IMS-Toucan icon indicating copy to clipboard operation
IMS-Toucan copied to clipboard

Relationship between hop length and upsample rates

Open roedoejet opened this issue 2 years ago • 2 comments

me again 😄

When setting the hop length - your 16kHz spectrogram has a hop length of 256 and a window of (4*hop_length) 1024.

Since you are tripling the sampling rate, why is the hop length set to only 1.5 times (384) and window of 1536? I would have expected that the relationship of hop length should stay proportional to the sampling rate. Indeed you have a comment in HiFiGANDataset.py that states "hop length of spec loss must be same as the product of the upscale factors", but your upscale rates (8, 6, 4, 4) have a product of 768 (3 * 256). So I would have expected the hop_length to be set at 768 and window set to 3072. Am I misunderstanding something here?

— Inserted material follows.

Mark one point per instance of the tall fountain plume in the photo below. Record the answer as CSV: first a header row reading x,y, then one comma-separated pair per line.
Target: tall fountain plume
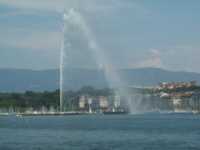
x,y
74,22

P.S sorry if I'm being pedantic 😅

roedoejet avatar Sep 23 '22 18:09 roedoejet

Good point, I'm not sure why I did it that way and I even contradict myself with that comment, so it might be a bug 🤔

The resulting spectrogram will be slightly more small-band than it should be, which isn't a big problem, the impact on the actual performance is probably marginal because the Feature Matching Loss of the Discriminators massively outweighs the Spectogram Distance loss. The distance loss is mostly there for a little bit of warmup before the discriminator losses come in. But still, no reason not to just make it work as originally intended. I'll try it out in my current training run and if it doesn't cause weird size mismatches, I'll change it in all branches. Thanks for pointing that out, I would never have looked at that piece of code again :D

Flux9665 avatar Sep 23 '22 19:09 Flux9665

cool, yea, probably not a big problem at all, just thought I'd bring it up. Thanks!

roedoejet avatar Sep 26 '22 21:09 roedoejet

I changed the hop length, so it's the way it's supposed to be. In practice I didn't notice a difference though.

Also, the new Avocodo checkpoint is finally out! I'm not sure though if the improvement is even really noticeable. I'll train for a bit longer and update the model in the release page at some point, but I don't think that the difference is very big.

Flux9665 avatar Oct 25 '22 16:10 Flux9665

great - thanks for following up! Yea, it seems like the biggest improvement was with unseen speakers. In any case, this is great thanks!

roedoejet avatar Oct 25 '22 16:10 roedoejet